Texas Racial Gerrymander Case Goes to U.S. Supreme Court Today

The seven year long battle over the Republican redrawing of Congressional and State Legislative boundaries heads to the U.S. Supreme Court today, which hopes to rule before the battle begins all over again with the 2020 Census, News Radio 1200 WOAI reports.

Democrats have long complained that the Republicans who control the Texas Legislature have used their power to draw legislative boundaries in bizarre and illegal ways, specifically to dilute the voting strength of Democrats.

State Rep.
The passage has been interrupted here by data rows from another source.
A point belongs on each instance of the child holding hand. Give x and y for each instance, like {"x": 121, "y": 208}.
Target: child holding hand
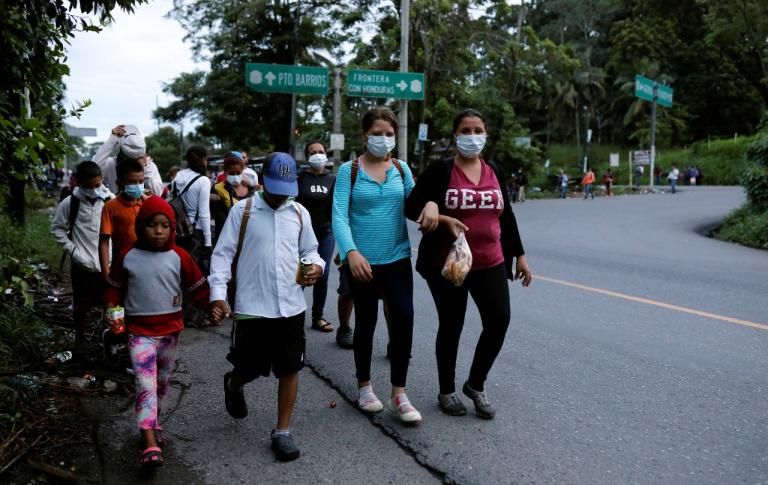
{"x": 148, "y": 280}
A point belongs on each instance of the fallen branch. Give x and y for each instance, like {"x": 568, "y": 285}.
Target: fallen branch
{"x": 21, "y": 455}
{"x": 53, "y": 471}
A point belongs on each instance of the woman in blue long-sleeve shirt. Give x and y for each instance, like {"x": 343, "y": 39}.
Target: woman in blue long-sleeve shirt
{"x": 370, "y": 230}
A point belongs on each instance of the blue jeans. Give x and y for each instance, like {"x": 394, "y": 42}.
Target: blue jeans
{"x": 325, "y": 247}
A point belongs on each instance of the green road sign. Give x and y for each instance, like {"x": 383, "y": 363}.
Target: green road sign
{"x": 644, "y": 90}
{"x": 286, "y": 78}
{"x": 385, "y": 84}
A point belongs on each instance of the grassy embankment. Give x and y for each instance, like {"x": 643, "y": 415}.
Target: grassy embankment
{"x": 721, "y": 161}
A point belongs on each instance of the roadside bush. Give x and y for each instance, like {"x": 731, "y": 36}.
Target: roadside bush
{"x": 746, "y": 226}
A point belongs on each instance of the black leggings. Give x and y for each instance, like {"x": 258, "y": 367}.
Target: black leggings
{"x": 490, "y": 291}
{"x": 393, "y": 281}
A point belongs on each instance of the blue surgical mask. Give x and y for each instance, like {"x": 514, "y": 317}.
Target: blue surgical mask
{"x": 134, "y": 191}
{"x": 470, "y": 145}
{"x": 379, "y": 146}
{"x": 318, "y": 160}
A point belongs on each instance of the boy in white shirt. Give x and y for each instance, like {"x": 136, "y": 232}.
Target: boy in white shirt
{"x": 269, "y": 305}
{"x": 75, "y": 227}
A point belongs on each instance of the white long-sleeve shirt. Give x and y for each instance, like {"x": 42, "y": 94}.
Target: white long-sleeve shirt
{"x": 197, "y": 200}
{"x": 274, "y": 242}
{"x": 108, "y": 165}
{"x": 83, "y": 248}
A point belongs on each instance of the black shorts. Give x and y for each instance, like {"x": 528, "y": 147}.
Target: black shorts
{"x": 261, "y": 345}
{"x": 86, "y": 287}
{"x": 344, "y": 276}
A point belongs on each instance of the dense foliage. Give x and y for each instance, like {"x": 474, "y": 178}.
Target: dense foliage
{"x": 33, "y": 38}
{"x": 550, "y": 69}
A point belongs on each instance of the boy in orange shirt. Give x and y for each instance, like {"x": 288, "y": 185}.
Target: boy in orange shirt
{"x": 118, "y": 217}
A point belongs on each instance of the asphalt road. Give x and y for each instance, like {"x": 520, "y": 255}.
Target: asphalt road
{"x": 590, "y": 387}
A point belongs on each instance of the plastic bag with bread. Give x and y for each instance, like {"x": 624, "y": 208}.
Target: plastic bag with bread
{"x": 459, "y": 261}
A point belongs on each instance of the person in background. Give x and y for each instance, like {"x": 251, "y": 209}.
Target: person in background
{"x": 608, "y": 182}
{"x": 130, "y": 145}
{"x": 149, "y": 280}
{"x": 316, "y": 194}
{"x": 268, "y": 314}
{"x": 197, "y": 202}
{"x": 513, "y": 187}
{"x": 563, "y": 182}
{"x": 119, "y": 214}
{"x": 587, "y": 182}
{"x": 639, "y": 171}
{"x": 75, "y": 227}
{"x": 227, "y": 193}
{"x": 672, "y": 176}
{"x": 467, "y": 195}
{"x": 170, "y": 176}
{"x": 699, "y": 175}
{"x": 371, "y": 231}
{"x": 522, "y": 181}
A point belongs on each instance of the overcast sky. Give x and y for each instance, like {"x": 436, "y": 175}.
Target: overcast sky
{"x": 122, "y": 69}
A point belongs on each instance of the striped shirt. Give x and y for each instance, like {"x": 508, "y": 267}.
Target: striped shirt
{"x": 372, "y": 220}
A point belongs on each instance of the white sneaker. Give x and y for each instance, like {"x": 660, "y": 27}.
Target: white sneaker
{"x": 403, "y": 407}
{"x": 367, "y": 400}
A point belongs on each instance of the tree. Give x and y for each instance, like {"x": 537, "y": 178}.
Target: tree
{"x": 230, "y": 34}
{"x": 33, "y": 35}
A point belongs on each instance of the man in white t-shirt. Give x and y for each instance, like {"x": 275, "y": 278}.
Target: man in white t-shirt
{"x": 130, "y": 144}
{"x": 673, "y": 176}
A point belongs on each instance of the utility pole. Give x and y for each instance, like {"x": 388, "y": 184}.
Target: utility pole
{"x": 653, "y": 133}
{"x": 293, "y": 96}
{"x": 402, "y": 131}
{"x": 337, "y": 110}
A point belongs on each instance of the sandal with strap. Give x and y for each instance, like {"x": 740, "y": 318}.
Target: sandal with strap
{"x": 151, "y": 457}
{"x": 323, "y": 327}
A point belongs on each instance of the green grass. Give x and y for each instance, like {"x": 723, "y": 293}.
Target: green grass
{"x": 745, "y": 226}
{"x": 721, "y": 161}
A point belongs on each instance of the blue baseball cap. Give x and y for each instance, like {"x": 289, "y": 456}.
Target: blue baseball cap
{"x": 280, "y": 174}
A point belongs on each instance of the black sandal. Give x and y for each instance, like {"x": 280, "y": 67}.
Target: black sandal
{"x": 151, "y": 458}
{"x": 324, "y": 327}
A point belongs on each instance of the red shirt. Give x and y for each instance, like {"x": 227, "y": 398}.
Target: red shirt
{"x": 479, "y": 208}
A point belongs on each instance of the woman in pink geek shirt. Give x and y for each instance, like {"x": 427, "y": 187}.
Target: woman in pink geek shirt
{"x": 467, "y": 194}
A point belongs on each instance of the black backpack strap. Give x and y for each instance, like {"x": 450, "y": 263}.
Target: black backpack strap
{"x": 74, "y": 208}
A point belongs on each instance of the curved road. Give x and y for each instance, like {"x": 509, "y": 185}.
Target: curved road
{"x": 638, "y": 356}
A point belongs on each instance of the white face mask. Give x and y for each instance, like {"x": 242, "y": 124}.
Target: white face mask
{"x": 379, "y": 146}
{"x": 470, "y": 145}
{"x": 318, "y": 160}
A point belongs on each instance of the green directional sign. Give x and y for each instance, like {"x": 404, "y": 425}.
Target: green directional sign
{"x": 385, "y": 84}
{"x": 286, "y": 78}
{"x": 644, "y": 90}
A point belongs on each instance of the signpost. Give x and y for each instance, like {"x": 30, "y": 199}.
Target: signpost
{"x": 656, "y": 93}
{"x": 385, "y": 84}
{"x": 423, "y": 132}
{"x": 285, "y": 78}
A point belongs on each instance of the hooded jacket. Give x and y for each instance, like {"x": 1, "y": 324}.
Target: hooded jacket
{"x": 150, "y": 282}
{"x": 83, "y": 247}
{"x": 108, "y": 166}
{"x": 197, "y": 200}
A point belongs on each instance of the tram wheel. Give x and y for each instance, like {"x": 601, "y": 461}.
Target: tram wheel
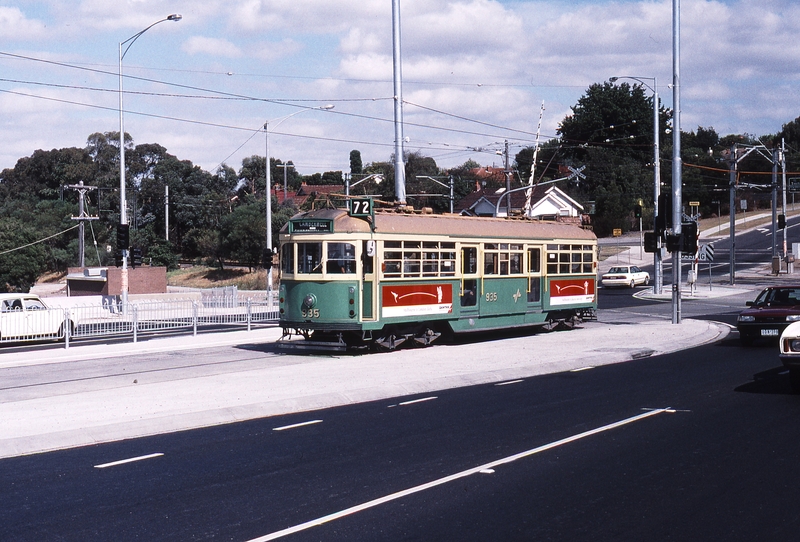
{"x": 390, "y": 342}
{"x": 426, "y": 337}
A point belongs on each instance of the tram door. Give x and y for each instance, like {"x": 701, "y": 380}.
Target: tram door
{"x": 470, "y": 281}
{"x": 535, "y": 277}
{"x": 369, "y": 286}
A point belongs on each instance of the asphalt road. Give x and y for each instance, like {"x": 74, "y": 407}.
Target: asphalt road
{"x": 719, "y": 464}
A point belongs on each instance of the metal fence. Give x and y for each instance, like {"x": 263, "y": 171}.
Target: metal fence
{"x": 146, "y": 317}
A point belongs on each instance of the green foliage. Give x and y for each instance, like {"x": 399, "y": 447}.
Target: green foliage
{"x": 356, "y": 166}
{"x": 161, "y": 254}
{"x": 242, "y": 234}
{"x": 20, "y": 265}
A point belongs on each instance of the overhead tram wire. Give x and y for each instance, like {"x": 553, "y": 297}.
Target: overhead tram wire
{"x": 233, "y": 96}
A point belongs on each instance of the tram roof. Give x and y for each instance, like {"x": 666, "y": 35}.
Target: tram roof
{"x": 448, "y": 225}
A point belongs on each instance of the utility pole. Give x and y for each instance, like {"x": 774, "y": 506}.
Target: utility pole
{"x": 82, "y": 217}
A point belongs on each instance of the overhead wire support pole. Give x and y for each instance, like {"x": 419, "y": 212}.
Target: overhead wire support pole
{"x": 123, "y": 203}
{"x": 399, "y": 162}
{"x": 783, "y": 206}
{"x": 677, "y": 192}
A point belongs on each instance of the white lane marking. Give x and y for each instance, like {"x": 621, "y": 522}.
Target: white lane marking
{"x": 415, "y": 401}
{"x": 453, "y": 477}
{"x": 296, "y": 425}
{"x": 131, "y": 460}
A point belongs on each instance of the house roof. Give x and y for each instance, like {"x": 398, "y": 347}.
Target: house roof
{"x": 518, "y": 199}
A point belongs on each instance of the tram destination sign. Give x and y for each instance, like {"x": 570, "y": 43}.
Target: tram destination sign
{"x": 361, "y": 207}
{"x": 310, "y": 226}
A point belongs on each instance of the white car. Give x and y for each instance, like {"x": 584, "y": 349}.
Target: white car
{"x": 790, "y": 353}
{"x": 25, "y": 316}
{"x": 625, "y": 275}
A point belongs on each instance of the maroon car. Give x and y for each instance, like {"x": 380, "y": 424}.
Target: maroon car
{"x": 773, "y": 310}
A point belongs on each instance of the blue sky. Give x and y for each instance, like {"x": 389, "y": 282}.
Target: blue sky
{"x": 475, "y": 73}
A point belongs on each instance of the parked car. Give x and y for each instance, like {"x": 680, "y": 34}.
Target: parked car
{"x": 26, "y": 316}
{"x": 790, "y": 353}
{"x": 769, "y": 315}
{"x": 625, "y": 275}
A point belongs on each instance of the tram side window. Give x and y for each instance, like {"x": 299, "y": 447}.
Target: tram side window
{"x": 447, "y": 260}
{"x": 341, "y": 258}
{"x": 469, "y": 260}
{"x": 588, "y": 259}
{"x": 569, "y": 259}
{"x": 309, "y": 258}
{"x": 534, "y": 260}
{"x": 287, "y": 258}
{"x": 502, "y": 259}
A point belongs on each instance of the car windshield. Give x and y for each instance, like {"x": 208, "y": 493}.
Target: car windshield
{"x": 779, "y": 297}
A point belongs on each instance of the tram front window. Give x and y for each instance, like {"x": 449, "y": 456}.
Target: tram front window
{"x": 309, "y": 257}
{"x": 341, "y": 258}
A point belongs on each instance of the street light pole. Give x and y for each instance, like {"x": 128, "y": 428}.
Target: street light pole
{"x": 123, "y": 203}
{"x": 268, "y": 185}
{"x": 658, "y": 262}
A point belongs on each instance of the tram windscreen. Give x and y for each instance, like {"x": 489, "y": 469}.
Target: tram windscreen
{"x": 309, "y": 257}
{"x": 341, "y": 258}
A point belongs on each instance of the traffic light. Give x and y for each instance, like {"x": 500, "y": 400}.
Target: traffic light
{"x": 673, "y": 243}
{"x": 137, "y": 257}
{"x": 688, "y": 238}
{"x": 650, "y": 241}
{"x": 123, "y": 236}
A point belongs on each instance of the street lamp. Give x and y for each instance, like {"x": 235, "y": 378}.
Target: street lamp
{"x": 123, "y": 203}
{"x": 657, "y": 256}
{"x": 348, "y": 185}
{"x": 269, "y": 185}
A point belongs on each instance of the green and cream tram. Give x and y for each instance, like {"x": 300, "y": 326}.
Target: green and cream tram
{"x": 347, "y": 281}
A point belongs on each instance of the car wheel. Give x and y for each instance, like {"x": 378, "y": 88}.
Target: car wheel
{"x": 794, "y": 379}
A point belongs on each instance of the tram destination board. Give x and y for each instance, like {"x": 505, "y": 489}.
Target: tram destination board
{"x": 311, "y": 226}
{"x": 361, "y": 207}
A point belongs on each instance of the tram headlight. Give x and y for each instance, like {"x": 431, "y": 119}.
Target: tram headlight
{"x": 309, "y": 301}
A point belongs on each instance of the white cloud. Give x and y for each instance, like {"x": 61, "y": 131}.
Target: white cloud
{"x": 16, "y": 25}
{"x": 198, "y": 45}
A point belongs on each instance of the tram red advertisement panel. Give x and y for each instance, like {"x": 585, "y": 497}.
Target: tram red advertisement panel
{"x": 416, "y": 300}
{"x": 568, "y": 292}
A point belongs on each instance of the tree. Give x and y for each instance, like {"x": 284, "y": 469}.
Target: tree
{"x": 21, "y": 262}
{"x": 242, "y": 234}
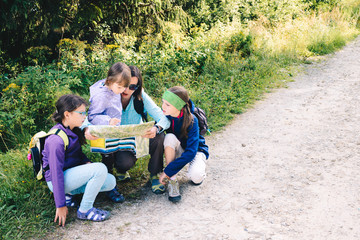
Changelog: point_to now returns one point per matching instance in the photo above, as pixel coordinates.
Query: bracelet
(158, 129)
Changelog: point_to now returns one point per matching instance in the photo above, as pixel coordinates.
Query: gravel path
(288, 168)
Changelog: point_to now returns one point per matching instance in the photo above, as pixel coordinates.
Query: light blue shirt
(130, 116)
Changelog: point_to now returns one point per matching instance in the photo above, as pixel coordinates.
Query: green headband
(174, 100)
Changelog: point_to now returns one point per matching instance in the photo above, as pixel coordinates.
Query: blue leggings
(89, 179)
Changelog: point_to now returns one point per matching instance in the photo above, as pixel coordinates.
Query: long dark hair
(135, 72)
(118, 73)
(188, 118)
(69, 103)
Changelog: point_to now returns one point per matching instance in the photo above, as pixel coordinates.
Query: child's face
(76, 117)
(169, 109)
(131, 89)
(116, 88)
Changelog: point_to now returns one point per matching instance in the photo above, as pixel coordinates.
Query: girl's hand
(151, 133)
(162, 178)
(114, 121)
(88, 136)
(61, 213)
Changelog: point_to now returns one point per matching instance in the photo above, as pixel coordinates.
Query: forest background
(225, 52)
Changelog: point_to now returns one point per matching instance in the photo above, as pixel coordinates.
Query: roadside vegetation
(227, 53)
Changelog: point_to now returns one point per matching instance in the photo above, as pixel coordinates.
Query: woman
(134, 97)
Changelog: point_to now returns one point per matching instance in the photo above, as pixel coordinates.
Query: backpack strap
(139, 108)
(61, 134)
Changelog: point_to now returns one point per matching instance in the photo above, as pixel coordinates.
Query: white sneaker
(174, 192)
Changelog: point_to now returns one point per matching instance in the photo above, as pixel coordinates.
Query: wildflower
(11, 85)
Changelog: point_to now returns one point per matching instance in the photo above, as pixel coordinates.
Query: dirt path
(286, 169)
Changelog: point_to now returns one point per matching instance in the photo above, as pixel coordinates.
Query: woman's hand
(162, 178)
(114, 121)
(61, 214)
(151, 133)
(88, 136)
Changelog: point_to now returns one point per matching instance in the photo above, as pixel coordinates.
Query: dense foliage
(226, 53)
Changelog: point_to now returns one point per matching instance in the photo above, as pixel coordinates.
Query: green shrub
(26, 206)
(27, 103)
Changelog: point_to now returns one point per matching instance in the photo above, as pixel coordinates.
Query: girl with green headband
(183, 143)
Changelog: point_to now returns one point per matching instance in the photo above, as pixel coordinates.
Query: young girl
(106, 107)
(70, 171)
(183, 144)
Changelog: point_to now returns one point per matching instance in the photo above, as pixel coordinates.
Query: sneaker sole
(175, 199)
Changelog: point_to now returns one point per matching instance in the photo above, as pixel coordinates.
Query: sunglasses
(133, 87)
(82, 113)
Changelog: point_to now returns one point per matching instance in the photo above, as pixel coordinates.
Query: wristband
(158, 129)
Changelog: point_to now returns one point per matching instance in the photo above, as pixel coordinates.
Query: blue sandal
(156, 186)
(70, 201)
(93, 214)
(115, 196)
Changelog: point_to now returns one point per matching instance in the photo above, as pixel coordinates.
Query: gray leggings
(124, 160)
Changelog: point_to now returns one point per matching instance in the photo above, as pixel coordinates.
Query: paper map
(122, 131)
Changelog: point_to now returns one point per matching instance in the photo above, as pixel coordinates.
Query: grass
(233, 72)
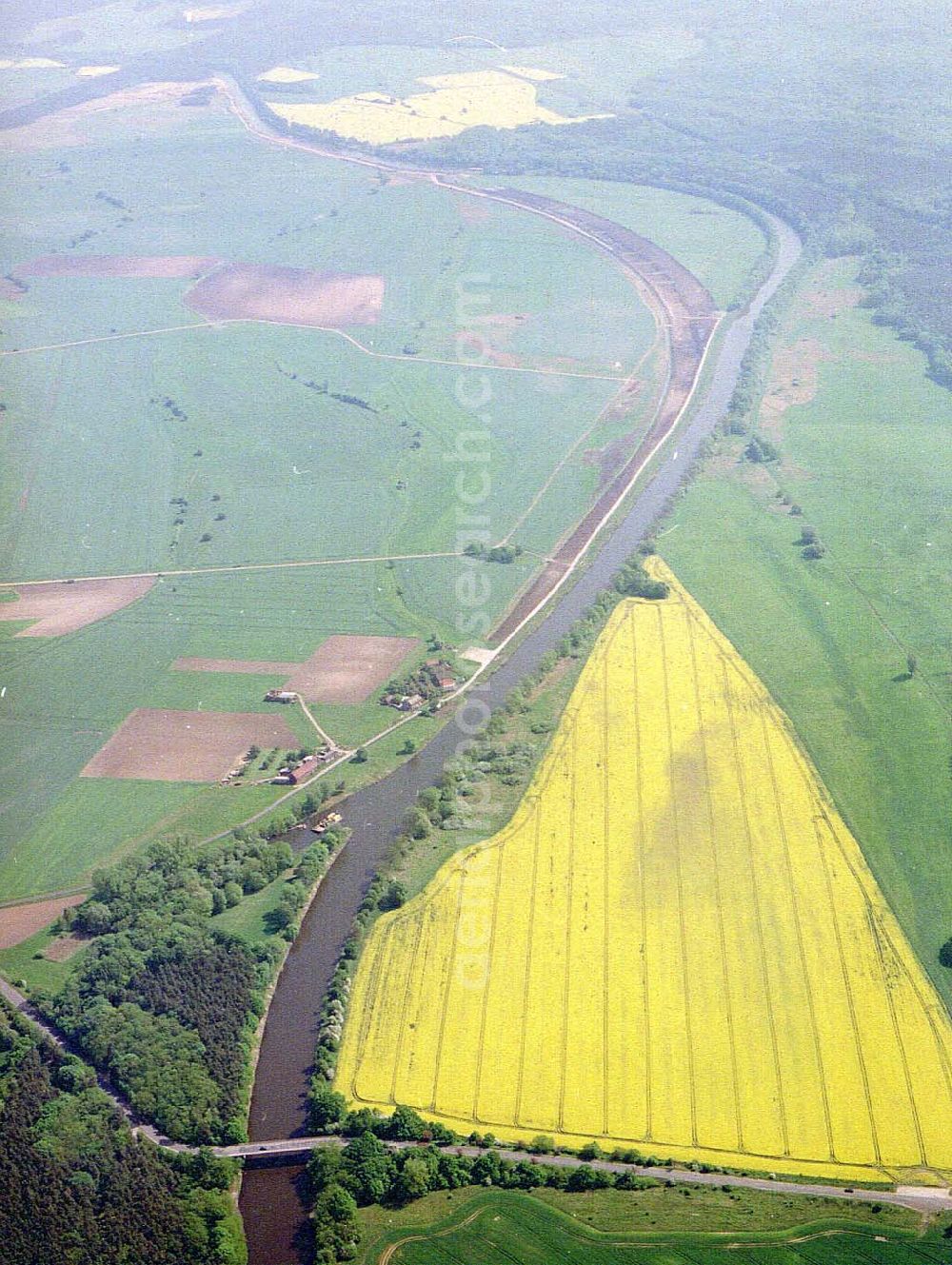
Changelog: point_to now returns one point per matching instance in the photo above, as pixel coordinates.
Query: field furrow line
(404, 1011)
(642, 884)
(757, 910)
(679, 876)
(371, 1010)
(798, 923)
(718, 899)
(529, 940)
(481, 1048)
(606, 893)
(564, 1056)
(445, 997)
(883, 952)
(851, 999)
Rafael Anchia (D-Dallas) who is the head of the Mexican American Legislative Conference, points to one district near his home which he says was specifically designed to carve up minority voting strength.

"It really does look like a snake that had eaten a rabbit," he said of the district's bizarre boundaries.  "It really is a district which is a byproduct of this illegal racial gerrymander."

Under settled law, the party in power is allowed to draw political district boundaries to favor their own party, but they are not allowed under the Voting Rights Act of 1965 to draw district boundaries in such a way that they discriminate against minority voters.  That is the issue the high court will have to consider, especially since party voting is tied so closely in Texas to race and ethnicity.

U.S. Rep Joaquin Castro (D-San Antonio) says all the court has to do is look at the districts to realize that something is wrong.

"The 35th runs more or less from Austin down I-35 to my home town of San Antonio, and looks more or less like a chicken finger," Castro said.

The lawsuit cites the 35th Congressional District, which is represented by veteran Democrat Lloyd Doggett, as evidence of racial animus in district creation.  They point out that the district combines two completely separate minority neighborhoods in east Austin and northeast San Antonio, which have nothing in common, a process known as 'packing.'  That enables Republicans who live in historically conservative and largely Anglo suburbs like New Braunfels to be added to other districts to support Republican candidates.

The case got a new twist earlier this month when a group of Anglo voters in Dallas County filed suit, alleging that the majority Democrat Dallas County Commission drew district boundaries for county officials which discriminate against them in favor of Black and Hispanic voters.

The case will be settled just in time for the 2020 Census, which will require a new round of Legislative redistricting in the 2021 session, which is certain to spark another decade of lawsuits.